(August 12, 2018 at 1:16 pm)Jörmungandr Wrote:(August 10, 2018 at 10:58 am)SteveII Wrote: I will grant that it is broadly logically possible that the cause of the universe isn't personal (defined in a weak sense as intentional/purposeful). But I think you must then say the universe is co-eternal with its cause. The cost of this is that you need to expand your metaphysics to include an infinite series of events in the past. Because this and other similar arguments are probabilistic, I would say that "personal" does not come with such a cost and is therefore the more reasonable conclusion.
First of all, your objection would only be relevant if you were making an inductive argument, and not a deductive one. The cosmological argument and other first cause arguments can take both deductive and inductive forms. However I'm not addressing the cosmological argument, but rather an inference based upon the conclusion that a necessary first cause exists, and that this first cause is necessarily personal. That is a separate argument from the first cause argument, and must stand or fall on its own merits. Now I contend that you actually are making a deductive argument, in spite of your last complaint, but let's examine the inductive argument first, just to be thorough.
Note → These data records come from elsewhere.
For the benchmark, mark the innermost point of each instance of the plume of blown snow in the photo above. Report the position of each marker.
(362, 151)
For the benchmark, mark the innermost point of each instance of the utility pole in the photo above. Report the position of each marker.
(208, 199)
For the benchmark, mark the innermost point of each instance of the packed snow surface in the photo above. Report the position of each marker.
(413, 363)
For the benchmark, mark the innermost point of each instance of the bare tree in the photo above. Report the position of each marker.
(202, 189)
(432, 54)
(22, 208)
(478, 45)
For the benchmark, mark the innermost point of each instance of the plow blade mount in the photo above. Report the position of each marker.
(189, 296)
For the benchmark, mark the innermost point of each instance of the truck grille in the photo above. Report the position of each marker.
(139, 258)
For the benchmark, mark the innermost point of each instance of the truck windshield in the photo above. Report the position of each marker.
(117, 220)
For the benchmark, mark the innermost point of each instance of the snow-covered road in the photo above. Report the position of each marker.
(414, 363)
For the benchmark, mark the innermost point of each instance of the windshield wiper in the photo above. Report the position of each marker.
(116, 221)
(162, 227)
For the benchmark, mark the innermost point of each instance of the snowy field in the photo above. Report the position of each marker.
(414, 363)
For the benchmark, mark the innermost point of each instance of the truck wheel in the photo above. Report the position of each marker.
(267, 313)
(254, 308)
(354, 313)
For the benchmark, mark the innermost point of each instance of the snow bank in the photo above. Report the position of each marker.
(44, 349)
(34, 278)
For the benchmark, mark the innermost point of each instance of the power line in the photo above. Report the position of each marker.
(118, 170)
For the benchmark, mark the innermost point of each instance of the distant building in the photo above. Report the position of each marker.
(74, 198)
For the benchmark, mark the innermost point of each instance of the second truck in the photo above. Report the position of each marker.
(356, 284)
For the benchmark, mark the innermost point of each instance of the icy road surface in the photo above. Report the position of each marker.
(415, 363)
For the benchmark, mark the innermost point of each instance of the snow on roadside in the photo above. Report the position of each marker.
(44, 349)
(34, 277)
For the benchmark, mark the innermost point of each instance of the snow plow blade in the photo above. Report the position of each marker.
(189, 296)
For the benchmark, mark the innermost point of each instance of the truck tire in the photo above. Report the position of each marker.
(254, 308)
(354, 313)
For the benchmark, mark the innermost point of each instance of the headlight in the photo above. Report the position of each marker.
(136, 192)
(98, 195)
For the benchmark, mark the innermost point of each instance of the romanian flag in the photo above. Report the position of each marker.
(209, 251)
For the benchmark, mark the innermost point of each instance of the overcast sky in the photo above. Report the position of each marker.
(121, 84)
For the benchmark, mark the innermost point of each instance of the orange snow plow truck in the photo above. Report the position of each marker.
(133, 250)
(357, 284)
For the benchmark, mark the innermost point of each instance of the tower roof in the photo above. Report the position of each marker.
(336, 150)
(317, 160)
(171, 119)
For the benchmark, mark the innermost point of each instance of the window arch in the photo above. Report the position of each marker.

You claim that a personal first cause is the most plausible conclusion. This is either an implicit appeal to an argument to the most likely hypothesis, or it is mere subjective opinion. If it's just opinion, it can be readily dismissed. If on the other hand it is an argument to the most likely hypothesis, then such an argument requires at least an estimate of the probability of all relevant alternatives. You cannot construct such a set of possibilities, so no such argument can be made. I don't even fathom how one would estimate the probability of a metaphysical conjecture, if the idea is even coherent. So you are necessarily making a deductive argument about what must have been the case, so speculations such as you have offered here are irrelevant. And I will point out you are still confusing the two senses of eternal, and the two conditions under which God was operating. A timeless state does not imply an infinite series of events in the past because a timeless state has no past. No infinite series of events is either required nor postulated, so I'm going to be charitable and simply attribute your claim of such to your ongoing confusion regarding the matter. Given that your appraisal of the "personal" conclusion is based upon a serious misunderstanding of the relevant facts, it obviously holds no water.
I understand your point.
Deductive Argument:
1. The cause is past-eternal
2. The effect (the universe) is not past-eternal
3. The cause exists prior to the effect (from 1-2)
4. If a cause is sufficient to produce its effect then if the cause is there, so is the effect.
5. The cause-->effect was not deterministic (from 3-4)
6. A mind with intention (libertarian free will) is the only completely non-deterministic cause
7. Therefore the cause is a mind with intention (personal).
I'm working this out on my own so don't be harsh.